Inbuilt obsolescence makes us buy newer & newer things

The other week, my cell phone began to act up, refusing to download an app I needed, and generally being moody and cantankerous.

I took it to a phone shop where an assistant, after a brief examination of the device, diagnosed EOL. What’s EOL? I asked. End Of Life, said the assistant.

How can it have reached EOL, when it’s only six or seven years old? I asked. Six, or seven years, is how long it’s meant to last, said the assistant, implying that after this, it was programmed to commit telephonic hara-kiri.

After a brief funeral service for my EOL phone, I bought its successor, presumably with its own innate EOL.

EOL, or its alias of inbuilt obsolescence, is not restricted to mobile phones but applies to all consumer goods, like refrigerators, motor vehicles, microwaves, TVs, et al.

All such products are designed to have limited lives, as indeed we ourselves are, but the funny, or not so funny, thing about EOL is its increasing divergence between products and people.

While the EOL assigned to people is getting longer with increasing longevity, the EOL of products is becoming shorter and shorter.

Not so long ago, a person aged 60 was deemed to be elderly; 60 is now considered to be a sprightly 50, or even a frisky 40.

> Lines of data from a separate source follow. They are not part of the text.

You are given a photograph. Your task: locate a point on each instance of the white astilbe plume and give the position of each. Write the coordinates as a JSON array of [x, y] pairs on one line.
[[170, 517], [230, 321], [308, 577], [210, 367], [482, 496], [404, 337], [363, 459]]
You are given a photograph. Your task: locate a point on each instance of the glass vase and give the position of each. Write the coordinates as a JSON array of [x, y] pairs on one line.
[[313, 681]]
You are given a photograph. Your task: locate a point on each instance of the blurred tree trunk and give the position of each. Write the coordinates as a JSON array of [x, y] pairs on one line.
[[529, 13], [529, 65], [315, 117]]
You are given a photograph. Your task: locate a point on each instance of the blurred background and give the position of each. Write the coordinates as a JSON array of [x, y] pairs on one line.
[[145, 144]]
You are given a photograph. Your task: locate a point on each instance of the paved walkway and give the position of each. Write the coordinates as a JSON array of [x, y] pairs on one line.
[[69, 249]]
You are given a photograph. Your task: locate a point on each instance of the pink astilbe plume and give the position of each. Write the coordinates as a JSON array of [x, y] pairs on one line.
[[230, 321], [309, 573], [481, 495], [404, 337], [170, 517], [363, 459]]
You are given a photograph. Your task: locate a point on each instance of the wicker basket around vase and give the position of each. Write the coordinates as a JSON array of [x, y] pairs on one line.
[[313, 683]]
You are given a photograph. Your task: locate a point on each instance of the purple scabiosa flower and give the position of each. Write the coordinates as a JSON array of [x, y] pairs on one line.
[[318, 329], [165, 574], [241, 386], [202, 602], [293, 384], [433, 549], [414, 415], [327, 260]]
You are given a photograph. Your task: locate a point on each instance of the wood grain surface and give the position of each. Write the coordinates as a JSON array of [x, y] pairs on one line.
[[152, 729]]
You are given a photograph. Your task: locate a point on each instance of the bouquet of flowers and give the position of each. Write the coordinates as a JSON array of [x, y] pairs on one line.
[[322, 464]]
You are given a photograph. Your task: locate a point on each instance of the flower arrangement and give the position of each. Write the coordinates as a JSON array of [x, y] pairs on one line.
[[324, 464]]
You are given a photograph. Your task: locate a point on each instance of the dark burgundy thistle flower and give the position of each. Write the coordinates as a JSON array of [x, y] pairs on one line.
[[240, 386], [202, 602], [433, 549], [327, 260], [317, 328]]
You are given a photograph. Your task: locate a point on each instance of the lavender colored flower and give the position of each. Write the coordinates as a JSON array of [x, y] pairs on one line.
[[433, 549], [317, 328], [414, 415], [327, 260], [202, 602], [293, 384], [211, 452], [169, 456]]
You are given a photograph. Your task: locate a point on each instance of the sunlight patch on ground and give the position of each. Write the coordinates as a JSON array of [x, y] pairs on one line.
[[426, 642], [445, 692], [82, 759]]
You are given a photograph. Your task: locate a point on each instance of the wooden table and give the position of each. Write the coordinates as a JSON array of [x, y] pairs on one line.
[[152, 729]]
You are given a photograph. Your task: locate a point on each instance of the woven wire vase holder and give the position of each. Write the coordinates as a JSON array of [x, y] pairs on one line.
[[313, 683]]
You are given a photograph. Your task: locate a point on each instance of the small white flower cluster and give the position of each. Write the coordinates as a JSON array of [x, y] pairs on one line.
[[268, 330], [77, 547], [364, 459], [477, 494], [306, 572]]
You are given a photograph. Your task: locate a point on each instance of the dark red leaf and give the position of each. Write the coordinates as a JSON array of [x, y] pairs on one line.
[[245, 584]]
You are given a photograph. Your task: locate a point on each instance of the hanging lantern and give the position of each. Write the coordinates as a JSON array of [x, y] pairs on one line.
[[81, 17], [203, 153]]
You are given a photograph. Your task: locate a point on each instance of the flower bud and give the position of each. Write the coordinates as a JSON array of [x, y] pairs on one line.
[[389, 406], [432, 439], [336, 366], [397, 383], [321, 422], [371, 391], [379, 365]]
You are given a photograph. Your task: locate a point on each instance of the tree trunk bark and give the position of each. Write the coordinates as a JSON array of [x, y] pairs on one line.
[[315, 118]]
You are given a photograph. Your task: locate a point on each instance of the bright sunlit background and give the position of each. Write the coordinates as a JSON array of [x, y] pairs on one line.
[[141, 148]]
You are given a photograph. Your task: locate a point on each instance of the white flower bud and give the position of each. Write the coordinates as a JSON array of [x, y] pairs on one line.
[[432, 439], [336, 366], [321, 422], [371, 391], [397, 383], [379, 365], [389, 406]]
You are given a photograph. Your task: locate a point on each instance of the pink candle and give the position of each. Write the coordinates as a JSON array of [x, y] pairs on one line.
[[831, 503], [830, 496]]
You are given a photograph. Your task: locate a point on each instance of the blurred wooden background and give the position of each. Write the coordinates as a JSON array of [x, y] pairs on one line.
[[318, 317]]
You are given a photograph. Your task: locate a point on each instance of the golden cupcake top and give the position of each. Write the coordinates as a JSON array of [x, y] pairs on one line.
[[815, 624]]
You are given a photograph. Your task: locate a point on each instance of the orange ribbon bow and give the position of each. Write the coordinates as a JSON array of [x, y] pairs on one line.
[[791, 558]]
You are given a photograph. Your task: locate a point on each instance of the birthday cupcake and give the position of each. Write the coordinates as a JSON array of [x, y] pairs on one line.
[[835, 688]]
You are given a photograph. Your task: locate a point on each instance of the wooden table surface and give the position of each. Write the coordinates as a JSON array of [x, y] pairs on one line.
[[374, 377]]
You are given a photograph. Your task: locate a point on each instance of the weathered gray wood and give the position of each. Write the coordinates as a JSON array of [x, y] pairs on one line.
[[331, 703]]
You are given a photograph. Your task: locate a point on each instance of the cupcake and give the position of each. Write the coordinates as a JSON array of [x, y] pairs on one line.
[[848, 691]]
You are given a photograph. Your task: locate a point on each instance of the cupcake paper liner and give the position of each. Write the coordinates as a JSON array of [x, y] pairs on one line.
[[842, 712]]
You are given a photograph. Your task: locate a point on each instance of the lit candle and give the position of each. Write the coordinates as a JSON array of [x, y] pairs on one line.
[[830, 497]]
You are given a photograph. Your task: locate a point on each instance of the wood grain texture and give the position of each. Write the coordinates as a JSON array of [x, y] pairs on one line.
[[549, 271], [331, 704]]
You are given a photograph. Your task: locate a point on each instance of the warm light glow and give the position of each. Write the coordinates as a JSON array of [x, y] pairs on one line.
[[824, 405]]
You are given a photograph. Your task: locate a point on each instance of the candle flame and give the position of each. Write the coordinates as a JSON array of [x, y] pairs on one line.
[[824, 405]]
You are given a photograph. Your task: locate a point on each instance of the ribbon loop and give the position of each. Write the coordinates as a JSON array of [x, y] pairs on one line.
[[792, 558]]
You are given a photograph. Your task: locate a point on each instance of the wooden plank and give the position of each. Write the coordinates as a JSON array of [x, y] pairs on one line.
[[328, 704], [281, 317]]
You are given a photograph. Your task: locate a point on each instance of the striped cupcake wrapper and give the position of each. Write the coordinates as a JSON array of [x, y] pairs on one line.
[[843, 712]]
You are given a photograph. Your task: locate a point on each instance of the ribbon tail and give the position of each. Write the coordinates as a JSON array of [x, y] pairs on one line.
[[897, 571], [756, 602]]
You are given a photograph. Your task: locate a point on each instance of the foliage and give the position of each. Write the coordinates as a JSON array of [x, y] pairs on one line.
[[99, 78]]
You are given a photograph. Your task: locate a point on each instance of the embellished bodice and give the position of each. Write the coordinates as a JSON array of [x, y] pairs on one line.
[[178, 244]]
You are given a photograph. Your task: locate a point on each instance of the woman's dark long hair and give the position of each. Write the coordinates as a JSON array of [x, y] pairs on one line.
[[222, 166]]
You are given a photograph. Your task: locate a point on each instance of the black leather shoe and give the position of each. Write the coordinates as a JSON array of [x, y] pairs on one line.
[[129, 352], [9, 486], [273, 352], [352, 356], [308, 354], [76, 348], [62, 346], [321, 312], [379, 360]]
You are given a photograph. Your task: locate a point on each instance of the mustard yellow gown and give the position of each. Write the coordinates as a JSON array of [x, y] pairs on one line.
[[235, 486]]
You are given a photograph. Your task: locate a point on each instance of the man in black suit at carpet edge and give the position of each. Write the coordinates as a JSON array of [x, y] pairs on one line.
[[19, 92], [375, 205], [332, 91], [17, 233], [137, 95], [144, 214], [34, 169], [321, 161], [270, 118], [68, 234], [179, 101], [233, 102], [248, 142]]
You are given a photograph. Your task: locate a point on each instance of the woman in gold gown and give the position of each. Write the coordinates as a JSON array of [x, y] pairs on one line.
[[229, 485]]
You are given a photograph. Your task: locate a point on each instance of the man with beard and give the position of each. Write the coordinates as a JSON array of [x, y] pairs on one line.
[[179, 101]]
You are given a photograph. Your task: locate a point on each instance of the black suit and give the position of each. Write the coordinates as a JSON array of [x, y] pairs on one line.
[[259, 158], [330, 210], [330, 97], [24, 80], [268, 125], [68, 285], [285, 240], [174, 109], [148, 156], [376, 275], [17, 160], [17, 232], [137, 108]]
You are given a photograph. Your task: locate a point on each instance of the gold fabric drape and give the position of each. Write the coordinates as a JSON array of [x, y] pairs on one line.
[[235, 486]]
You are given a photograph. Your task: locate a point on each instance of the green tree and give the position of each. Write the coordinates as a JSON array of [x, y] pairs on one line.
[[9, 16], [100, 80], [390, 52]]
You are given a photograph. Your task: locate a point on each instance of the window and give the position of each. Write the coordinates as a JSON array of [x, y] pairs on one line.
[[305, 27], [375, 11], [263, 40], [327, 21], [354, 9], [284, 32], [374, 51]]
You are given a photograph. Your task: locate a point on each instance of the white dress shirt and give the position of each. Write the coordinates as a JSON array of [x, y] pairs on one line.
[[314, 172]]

Conversely, refrigerators, cars, watches, whatever, which used to have very long lives, often becoming family heirlooms passed on with tender loving care from one generation to the next, are now reaching EOL earlier and earlier.

As the global population ages, and older people stop buying consumer durables, EOL becomes crucial to keep the wheels of commerce and industry turning, and creating jobs for the working-age demographic.

Without EOL coming to the rescue and generating perennial new demand that requires continually enhanced supply, the world economy, as a whole, would itself reach EOL, perish the thought.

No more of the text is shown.